Beyond the story though, Maduabuchi Cosmas’ Grit was a technical failure. The production is mired by a visible lack of research. The District Police Officer, Kakwa (Smoke Sunday) for example wears the rank of a sergeant, which when one considers that Sonofa is Nigeria in all but name, is not possible. An officer of such a low rank as that of a sergeant can never be the District Police Officer. The DPO, played by Amoke Sunday forgets himself and mistakenly refers to another character as the DPO. As if that was not enough, at the police station the policeman brings out Okote who is under custody and leaves him with his visitor. Alone. What prevents them from escaping, one wonders.
The Sound Manager, Ikpo Christian Osaka, seems to not know that when a gun is fired, and there is no silencer attached to the gun, a gunshot is heard. In all the scenes where there were gunshots, we only see whoever is wielding the weapon cork and conclude that the gun has been fired when we see the target fall to the ground. In cases where there were no targets, like when Oyesllo fires into the air to scare the women gathered in their family compound, the audience must have to interpret the movements of his hand to denote the action.

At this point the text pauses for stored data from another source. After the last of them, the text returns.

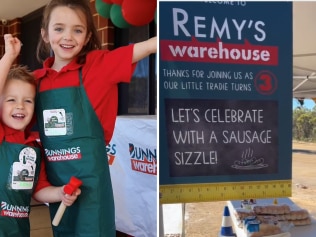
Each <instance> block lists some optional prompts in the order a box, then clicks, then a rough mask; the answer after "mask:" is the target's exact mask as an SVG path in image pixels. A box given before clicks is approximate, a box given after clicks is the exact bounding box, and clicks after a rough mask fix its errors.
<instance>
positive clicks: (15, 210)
mask: <svg viewBox="0 0 316 237" xmlns="http://www.w3.org/2000/svg"><path fill="white" fill-rule="evenodd" d="M40 160H41V156H40V149H39V148H36V147H30V146H27V145H22V144H17V143H9V142H5V141H4V142H3V143H2V144H1V145H0V182H1V184H0V203H1V208H0V209H1V210H0V236H1V237H29V236H30V222H29V214H30V208H31V206H30V204H31V197H32V193H33V189H34V187H35V185H36V184H37V180H38V173H39V170H40Z"/></svg>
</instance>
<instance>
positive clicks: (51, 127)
mask: <svg viewBox="0 0 316 237" xmlns="http://www.w3.org/2000/svg"><path fill="white" fill-rule="evenodd" d="M43 118H44V132H45V135H46V136H63V135H66V134H67V127H66V112H65V110H64V109H51V110H44V111H43Z"/></svg>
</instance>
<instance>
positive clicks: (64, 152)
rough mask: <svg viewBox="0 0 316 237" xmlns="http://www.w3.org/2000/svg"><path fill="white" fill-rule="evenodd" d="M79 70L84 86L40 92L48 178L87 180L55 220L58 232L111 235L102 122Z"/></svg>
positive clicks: (62, 183)
mask: <svg viewBox="0 0 316 237" xmlns="http://www.w3.org/2000/svg"><path fill="white" fill-rule="evenodd" d="M78 75H79V80H80V86H79V87H67V88H59V89H53V90H48V91H44V92H39V93H37V97H38V98H37V101H36V106H37V107H36V109H37V121H38V126H39V132H40V138H41V142H42V144H43V147H44V148H45V162H46V170H47V177H48V180H49V181H50V182H51V183H52V184H53V185H57V186H59V185H64V184H66V183H68V182H69V180H70V177H71V176H75V177H77V178H79V179H80V180H82V182H83V185H82V186H81V195H80V196H79V197H78V199H77V200H76V202H75V203H74V204H73V205H72V206H70V207H67V208H66V211H65V213H64V215H63V217H62V219H61V221H60V223H59V225H58V226H57V227H54V226H53V232H54V237H101V236H102V237H105V236H106V237H112V236H115V235H116V228H115V212H114V199H113V191H112V183H111V177H110V170H109V165H108V158H107V153H106V147H105V142H104V134H103V128H102V126H101V124H100V122H99V120H98V118H97V116H96V113H95V111H94V110H93V108H92V106H91V104H90V101H89V99H88V97H87V95H86V92H85V89H84V87H83V83H82V74H81V69H80V70H79V73H78ZM39 86H40V83H39ZM58 207H59V203H52V204H49V209H50V215H51V218H53V217H54V216H55V213H56V211H57V209H58Z"/></svg>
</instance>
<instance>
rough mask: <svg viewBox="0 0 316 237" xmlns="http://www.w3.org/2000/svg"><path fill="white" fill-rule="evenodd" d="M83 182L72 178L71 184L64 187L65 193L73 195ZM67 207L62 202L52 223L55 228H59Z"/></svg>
mask: <svg viewBox="0 0 316 237" xmlns="http://www.w3.org/2000/svg"><path fill="white" fill-rule="evenodd" d="M81 184H82V181H81V180H80V179H77V178H76V177H74V176H72V177H71V178H70V180H69V183H68V184H66V185H65V187H64V192H65V193H66V194H69V195H72V193H73V192H74V191H75V190H76V189H77V188H79V187H80V186H81ZM66 207H67V206H66V205H65V204H64V203H63V202H61V203H60V205H59V208H58V210H57V212H56V214H55V217H54V219H53V221H52V224H53V226H58V224H59V222H60V220H61V218H62V216H63V214H64V212H65V210H66Z"/></svg>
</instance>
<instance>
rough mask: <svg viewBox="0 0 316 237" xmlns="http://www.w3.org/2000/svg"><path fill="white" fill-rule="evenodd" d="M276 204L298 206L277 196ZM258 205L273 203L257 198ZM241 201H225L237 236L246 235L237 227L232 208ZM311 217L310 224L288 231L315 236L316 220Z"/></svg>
mask: <svg viewBox="0 0 316 237" xmlns="http://www.w3.org/2000/svg"><path fill="white" fill-rule="evenodd" d="M277 200H278V204H287V205H289V206H292V207H298V206H297V205H296V204H295V203H294V202H293V201H292V200H291V199H289V198H278V199H277ZM256 201H257V204H258V205H267V204H273V201H274V200H273V199H257V200H256ZM240 205H241V201H240V200H238V201H227V206H228V208H229V212H230V216H231V219H232V224H233V225H234V227H235V228H234V229H235V231H236V235H237V237H247V235H246V233H245V232H244V230H243V229H242V228H239V227H238V223H237V219H236V217H235V215H234V214H233V213H234V210H235V209H236V208H240ZM311 218H312V224H311V225H306V226H295V227H292V228H291V229H290V231H289V232H290V233H291V236H292V237H315V236H316V220H315V218H314V217H311Z"/></svg>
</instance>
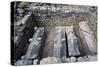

No sound is heard of the corking; no sound of the firing.
The makeup artists (led by Eze Kosisochukwu Sandra) joins in this unnecessarily tasking of the audience’s imagination by never having blood or any implication of it on stage. Even when Pa Nyimenu’s wife’s throat is slit in the full glare of the audience. The makeup artists also failed to show us that the members of the Grit Club are old men as they claim. Save for the application of white powder on their hair to give them grey hairs, nothing else presents these men as old. This is made worse by Pa Panti (Emeka Kingsley Onyedikachi) and Pa Baatom (Okafor Kingsley) who in their acting never present as old men.
In a similar manner, the costume group, led by Ugwu Amarachi Marycynthia, presented us with members of the Grit Club, who supposedly operate clandestinely and covertly, wearing a uniform that bears their club names, in public. What then is covert about their operation? Let’s not even mention that from behind the stage, we could see the smoke-emitting machine and the hand operating it, clearly from the audience.
Odunwankpa Emmanuel, with his rendition, saved the night. He fully embodied the character of Pa Nyimenu and while the makeup artists failed to make him look like an old man, his presence on stage is that of an old man who is blessed with wisdom having seen a lot in his days as an activist. Obasi Sopuruchi in a similar man also portrayed Bambo as a “big man,” the sort referred to by Matefi—the sort of big man that sends the small men to die in his battle.
The orchestra and the chorus also electrified the theatre making the long scene changes not felt by the audience.
There are a lot of lessons for the budding theatre makers at the university of Nigeria Nsukka to take away from the production and Maduabuchi Cosmas’ staging of Obari Gomba’s Grit is a commendable attempt especially in its presentation of an alternative interpretation of the play in its redemption of Oyesllo.